Data Platforms: The ODP, HAWQ on Hortonworks, and an Update to Pivotal Big Data Suite
On the topic of data platforms, industry announcements flew out of Hadoop Summit 2015 in Europe. To date, the Open Data Platform (ODP) members include GE, Hortonworks, IBM, Infosys, International TELCO, Pivotal, SAS, Altiscale, Capgemini, CenturyLink, EMC, PLDT, Splunk, Teradata, Verizon, VMware, and WANdisco.

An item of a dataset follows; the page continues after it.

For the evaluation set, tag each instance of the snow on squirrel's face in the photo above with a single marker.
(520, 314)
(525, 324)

Pivotal made big, back-to-back news headlines on several fronts with regards to data. First, we now officially support Pivotal HAWQ, our SQL on Hadoop engine running on Hortonworks Data Platform and it works in the Hortonworks Sandbox with some detailed instructions on deploying via Apache Ambar. At EMC World 2015, Pivotal made a splash with open-source-based improvements to Pivotal Big Data Suite. Then, they announced Pivotal HD 3.0, now aligned with the ODP core. This included updates to many Apache™ elements, including HDFS, YARN, Ambari, Pig, Hive, HBase, Zookeeper, Oozie, Nagios, Ganglia, Ranger, Knox, Tez, and Spark.

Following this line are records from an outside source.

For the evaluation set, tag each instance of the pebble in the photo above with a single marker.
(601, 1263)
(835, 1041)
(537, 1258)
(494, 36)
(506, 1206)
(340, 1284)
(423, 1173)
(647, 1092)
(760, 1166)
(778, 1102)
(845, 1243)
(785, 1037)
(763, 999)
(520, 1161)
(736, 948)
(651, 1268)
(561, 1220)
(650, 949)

Real-Time Big Data: Pivotal GemFire, Stock Prediction Architectures, and 5 Terabytes of Memory
Since Pivotal GemFire, well known as a distributed in-memory database, was pushed out into the open source world as Project Geode last month, several really cool things happened. The website and project source code moved over to the Apache ™ incubator. Some excellent, new content has been put out there—a series of videos on the architecture, a concise history about the problems GemFire was built so solve, and a pointer to a great talk given by Pivotal GemFire’s chief architect on in-memory data grids.
GE also released a performance study white paper on Pivotal GemFire, proving that it is truly industrial strength using a cluster of 46 machines and 5 terabytes of memory to ingest data at a rate of 100,000 time series data points per second over 5 days.